Balancing the pension system: which reforms for which objectives?

Authors
Publication date
2016
Publication type
Thesis
Summary This thesis proposes evaluations of recent reforms of the French pension system, using two distinct and complementary approaches: ex post evaluation by microeconometrics and ex ante evaluation by microsimulation. An introductory chapter provides a review of the literature on the effect of the pension system on activity behavior. Next, we use the reforms of the mandatory retirement scheme in the 2000s to identify an effect of labor demand on labor market withdrawal behavior. We then assess the effect of the increase in the minimum retirement age introduced by the 2003 reform.

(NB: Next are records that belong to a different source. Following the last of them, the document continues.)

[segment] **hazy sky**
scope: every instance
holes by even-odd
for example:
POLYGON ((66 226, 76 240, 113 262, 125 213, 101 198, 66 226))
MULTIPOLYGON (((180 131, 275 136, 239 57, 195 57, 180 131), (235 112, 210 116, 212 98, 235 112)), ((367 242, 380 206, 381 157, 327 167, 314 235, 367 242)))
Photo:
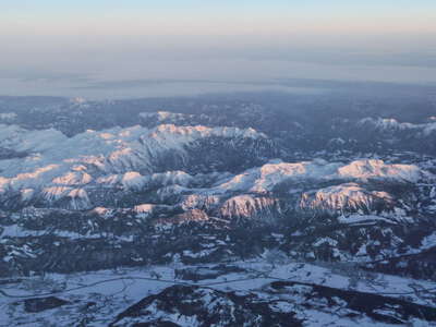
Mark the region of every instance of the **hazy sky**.
POLYGON ((0 0, 0 93, 138 78, 435 83, 435 0, 0 0))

We study the effects of the reform on employment after the age of 60, but also the potential substitution effects towards other public schemes, in particular unemployment insurance.The second part of this thesis, devoted to the evaluation by microsimulation, opens with a presentation of the approach applied to retirement and its use in French models. First, we propose an evaluation of the increase in the duration of insurance provided for by the 2003 reform. The principle of maintaining a constant ratio between the duration of working life and the duration of retirement is questioned, and then compared with the changes projected in simulation using the INSEE'sDestinie model. Finally, we use the Institute of Public Policy's Pensipp model to simulate new reform options that would reduce the pension system's dependence on growth and the uncertainty about its financial balance.